12

2K 258 45
                                    

Di suatu pagi hari minggu, Kai mendapat pesan dari ibunya. Isi pesan itu kurang lebih agar ia pergi menengok bibi Jung yang sedang dirawat di rumah sakit—sebagai ganti karena ibu Kai sedang tak bisa menjenguk ke Seoul.

Kai dilema.

Ia dan Soobin sudah berencana untuk berkencan hari ini—menggunakan keseluruhan hari libur untuk bersenang-senang. Sejak bangun tidur pun, wajah Soobin sangat cerah dan Kai tidak tega untuk membatalkan rencana mereka. Tapi ia juga tidak tega untuk menolak permintaan ibunya.

Kai meraih handphone, menimbang-nimbang benda persegi itu selagi memikirkan kalimat yang tepat untuk mengatakan bahwa ia tidak bisa menjenguk bibi Jung hari ini dan mungkin akan membolos kuliah besok untuk bisa pergi ke rumah sakit.

Soobin keluar dari kamar mandi dengan handuk kecil—sedang menggosok-gosok rambutnya yang lembab. Kai dengan cepat membalik layar handphone di atas ranjang, bersikap kalau ia tak memegang benda itu sebelumnya. Tapi ia kalah cepat. Soobin lebih dulu melihat pergerakan Kai.

“Ada apa?”

Saat Soobin menghempaskan tubuhnya di samping Kai masih dengan kegiatan mengeringkan rambut, Kai menghidu aroma sampo yang maskulin dan juga aroma sabun yang sama. Ia memutar tubuhnya menghadap Soobin, dengan gerakan pelan menyentuh pergelangan tangan Soobin yang masih bergerak.

Soobin menoleh, “Kenapa?” tanyanya sambil menghentikan gerakan tangannya. Tatapan mata Soobin dari balik rambut lembab yang acak-acakan itu terlihat lucu, dan Kai tidak mengurungkan niatnya untuk mengambil alih handuk kecil itu.

“Biar aku saja.” Kai berdiri di depan Soobin yang duduk di tepi ranjang. Tangannya mulai bergerak mengusap rambut Soobin dengan handuk tadi, melakukan gerakan yang sama namun lebih lembut. Dan Kai tahu, Soobin tak lepas menatapnya sedari tadi.

“Katakan saja, ada apa?”

Gerakan tangan Kai sempat berhenti beberapa detik. Karena wajah Soobin tampak sangat cerah pagi ini, maka ia putuskan untuk memberitahu.

“Ibuku mengirim pesan, katanya bibi Jung masuk rumah sakit tadi malam.
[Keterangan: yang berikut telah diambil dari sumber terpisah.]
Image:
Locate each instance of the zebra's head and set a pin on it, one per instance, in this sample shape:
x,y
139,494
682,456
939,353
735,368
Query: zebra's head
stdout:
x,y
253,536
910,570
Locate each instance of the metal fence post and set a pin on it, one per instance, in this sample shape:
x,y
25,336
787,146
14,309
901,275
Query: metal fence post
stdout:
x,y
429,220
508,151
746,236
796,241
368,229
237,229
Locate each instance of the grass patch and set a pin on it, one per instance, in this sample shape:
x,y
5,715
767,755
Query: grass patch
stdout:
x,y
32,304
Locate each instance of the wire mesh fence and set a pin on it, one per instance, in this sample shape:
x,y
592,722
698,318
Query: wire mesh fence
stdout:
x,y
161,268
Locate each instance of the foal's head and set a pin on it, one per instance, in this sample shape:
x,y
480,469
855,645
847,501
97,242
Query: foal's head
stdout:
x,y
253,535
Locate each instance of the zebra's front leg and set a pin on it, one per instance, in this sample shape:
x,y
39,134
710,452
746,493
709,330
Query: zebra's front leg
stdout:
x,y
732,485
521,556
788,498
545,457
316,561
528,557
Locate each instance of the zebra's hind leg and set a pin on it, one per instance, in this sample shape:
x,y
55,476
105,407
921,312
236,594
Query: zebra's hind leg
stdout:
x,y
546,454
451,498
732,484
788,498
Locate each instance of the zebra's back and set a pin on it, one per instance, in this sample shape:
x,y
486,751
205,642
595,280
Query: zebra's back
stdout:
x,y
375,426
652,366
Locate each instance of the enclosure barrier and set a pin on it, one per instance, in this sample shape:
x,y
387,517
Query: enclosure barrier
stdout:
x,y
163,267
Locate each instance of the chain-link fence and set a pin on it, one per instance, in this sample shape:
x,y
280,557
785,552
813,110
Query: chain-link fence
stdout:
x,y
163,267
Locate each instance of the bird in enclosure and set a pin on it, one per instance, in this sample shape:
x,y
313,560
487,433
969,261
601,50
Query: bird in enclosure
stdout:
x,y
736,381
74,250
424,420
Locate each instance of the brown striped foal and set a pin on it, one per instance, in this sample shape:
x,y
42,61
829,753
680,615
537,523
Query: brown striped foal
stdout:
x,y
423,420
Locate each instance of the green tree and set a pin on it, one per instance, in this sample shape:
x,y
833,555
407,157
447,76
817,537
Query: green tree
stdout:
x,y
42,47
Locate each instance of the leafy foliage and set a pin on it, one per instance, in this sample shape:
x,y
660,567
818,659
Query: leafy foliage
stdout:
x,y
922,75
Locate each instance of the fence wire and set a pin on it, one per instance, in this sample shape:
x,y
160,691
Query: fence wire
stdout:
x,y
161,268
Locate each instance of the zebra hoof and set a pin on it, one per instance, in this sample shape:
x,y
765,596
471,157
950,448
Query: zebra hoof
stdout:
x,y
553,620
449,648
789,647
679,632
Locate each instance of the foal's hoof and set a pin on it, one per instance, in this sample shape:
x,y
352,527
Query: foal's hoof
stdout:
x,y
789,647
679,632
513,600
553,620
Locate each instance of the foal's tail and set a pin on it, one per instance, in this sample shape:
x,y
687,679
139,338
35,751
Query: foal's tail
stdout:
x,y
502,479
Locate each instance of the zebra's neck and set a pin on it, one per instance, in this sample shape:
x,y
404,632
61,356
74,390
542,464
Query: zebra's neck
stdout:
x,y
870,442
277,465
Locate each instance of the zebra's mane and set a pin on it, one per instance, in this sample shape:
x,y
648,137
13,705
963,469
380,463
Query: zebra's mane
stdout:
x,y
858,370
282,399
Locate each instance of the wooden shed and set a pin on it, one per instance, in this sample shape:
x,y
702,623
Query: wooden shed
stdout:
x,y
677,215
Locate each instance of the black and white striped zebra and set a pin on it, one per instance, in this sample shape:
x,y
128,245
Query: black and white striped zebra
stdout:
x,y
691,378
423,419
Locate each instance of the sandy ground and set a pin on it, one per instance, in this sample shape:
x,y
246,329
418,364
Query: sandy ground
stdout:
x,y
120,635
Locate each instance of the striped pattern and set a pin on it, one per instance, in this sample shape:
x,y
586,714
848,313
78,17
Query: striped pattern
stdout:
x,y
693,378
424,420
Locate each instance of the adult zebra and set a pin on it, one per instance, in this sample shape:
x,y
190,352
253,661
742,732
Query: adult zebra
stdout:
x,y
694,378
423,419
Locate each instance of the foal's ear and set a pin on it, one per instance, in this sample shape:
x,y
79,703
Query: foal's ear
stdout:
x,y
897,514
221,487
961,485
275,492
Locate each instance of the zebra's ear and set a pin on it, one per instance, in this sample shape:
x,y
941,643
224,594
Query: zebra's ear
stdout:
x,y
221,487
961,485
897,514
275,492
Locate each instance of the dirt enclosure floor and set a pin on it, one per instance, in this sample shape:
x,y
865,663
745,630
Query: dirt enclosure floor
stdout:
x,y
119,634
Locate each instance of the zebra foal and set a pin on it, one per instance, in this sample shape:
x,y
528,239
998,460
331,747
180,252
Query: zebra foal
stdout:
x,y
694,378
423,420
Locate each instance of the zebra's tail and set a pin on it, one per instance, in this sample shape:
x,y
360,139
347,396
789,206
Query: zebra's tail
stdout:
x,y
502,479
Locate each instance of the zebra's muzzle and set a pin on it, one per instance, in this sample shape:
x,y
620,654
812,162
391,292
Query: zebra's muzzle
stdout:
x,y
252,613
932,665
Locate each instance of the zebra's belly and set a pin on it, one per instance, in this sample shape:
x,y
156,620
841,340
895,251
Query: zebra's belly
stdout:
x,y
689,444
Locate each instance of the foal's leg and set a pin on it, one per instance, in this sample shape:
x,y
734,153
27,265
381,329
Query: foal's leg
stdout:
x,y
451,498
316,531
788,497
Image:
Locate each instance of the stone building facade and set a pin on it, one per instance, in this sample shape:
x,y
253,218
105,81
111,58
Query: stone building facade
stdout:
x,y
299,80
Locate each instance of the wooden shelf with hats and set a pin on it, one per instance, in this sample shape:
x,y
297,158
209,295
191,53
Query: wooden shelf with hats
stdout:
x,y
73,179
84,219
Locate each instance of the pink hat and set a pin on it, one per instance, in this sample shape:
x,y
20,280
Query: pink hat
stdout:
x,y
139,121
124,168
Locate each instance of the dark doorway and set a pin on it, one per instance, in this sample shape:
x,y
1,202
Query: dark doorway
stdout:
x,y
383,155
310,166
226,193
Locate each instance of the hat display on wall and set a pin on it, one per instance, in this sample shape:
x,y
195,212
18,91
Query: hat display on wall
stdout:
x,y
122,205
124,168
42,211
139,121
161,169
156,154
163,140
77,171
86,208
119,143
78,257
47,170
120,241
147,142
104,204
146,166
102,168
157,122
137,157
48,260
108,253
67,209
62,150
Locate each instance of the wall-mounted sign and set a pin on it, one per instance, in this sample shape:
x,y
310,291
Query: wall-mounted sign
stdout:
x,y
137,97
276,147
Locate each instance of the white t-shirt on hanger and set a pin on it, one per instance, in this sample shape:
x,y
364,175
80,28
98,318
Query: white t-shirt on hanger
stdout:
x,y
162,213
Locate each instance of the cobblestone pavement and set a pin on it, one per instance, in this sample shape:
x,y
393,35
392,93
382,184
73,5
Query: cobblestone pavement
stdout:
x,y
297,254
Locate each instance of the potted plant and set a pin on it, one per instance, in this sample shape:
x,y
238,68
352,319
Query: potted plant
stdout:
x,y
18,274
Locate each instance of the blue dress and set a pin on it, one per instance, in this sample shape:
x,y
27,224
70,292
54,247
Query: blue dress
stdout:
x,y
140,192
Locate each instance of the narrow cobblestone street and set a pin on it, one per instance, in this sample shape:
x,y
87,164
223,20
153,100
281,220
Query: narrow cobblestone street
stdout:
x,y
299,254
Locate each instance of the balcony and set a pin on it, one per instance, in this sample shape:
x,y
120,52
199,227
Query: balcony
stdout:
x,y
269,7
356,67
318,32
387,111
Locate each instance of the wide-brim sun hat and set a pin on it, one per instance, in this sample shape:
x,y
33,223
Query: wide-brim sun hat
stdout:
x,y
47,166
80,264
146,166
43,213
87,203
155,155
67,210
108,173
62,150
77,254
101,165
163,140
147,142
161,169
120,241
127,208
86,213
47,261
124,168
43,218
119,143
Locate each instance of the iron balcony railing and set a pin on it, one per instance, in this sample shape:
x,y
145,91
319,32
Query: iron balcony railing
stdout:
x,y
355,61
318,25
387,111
Dan karena ibuku belum bisa datang ke Seoul hari ini,  aku diminta untuk menjenguknya di rumah sakit.”

Saat mengucapkan kalimat itu, Kai tidak berani menatap mata Soobin, jadi ia berfokus hanya pada helai rambut Soobin yang sebenarnya sudah cukup kering sejak tadi. Tak mendapati respon apa-apa, akhirnya tangan Kai berhenti bergerak. Masih dengan posisi tangannya di samping kiri-kanan kepala Soobin, mereka bertatapan.

Satu, dua, tiga. Kai menghitung dalam hati detik-detik respon kekasihnya itu.

“Pergi saja ke rumah sakit. Kencan kita hari ini bisa ditunda.” Sungguh sebuah kalimat yang tak Kai duga akan keluar dari bibir Soobin. Padahal Kai sudah bersiap seandainya Soobin marah atau tersinggung karena jadwal kencan mereka harus bergeser. Ternyata tidak. Untuk memastikan Soobin berbohong atau tidak, Kai menatap mata lelaki itu dalam-dalam.

Tapi tak ada emosi lain di dalam mata itu. Jernih. Ia benar-benar mengatakan kalimat barusan dengan sangat tulus. Bahkan saat Soobin menurunkan tangan Kai, ia mengulanginya lagi, “Pergi saja. Kencan kita bisa digeser.”

Kai mengangguk kecil, tidak lagi mempertanyakan emosi Soobin—dan lagi ia tidak mau membuat laki-laki itu menjadi lain dalam satu waktu ini. Selagi Soobin kelihatan sangat normal, ia akan melakukannya.

“Perlu aku temani?”

“Jangan!”

Kai menjawab terlalu cepat, dan itu menerbitkan kerutan di dahi Soobin. Ia merutuki kebodohannya di dalam hati, dan cepat-cepat meralatnya kembali, “Maksudku… rumah sakitnya cukup jauh dari sini. Dan mungkin aku akan cukup lama di sana. Kalau kamu bosan bagaimana?”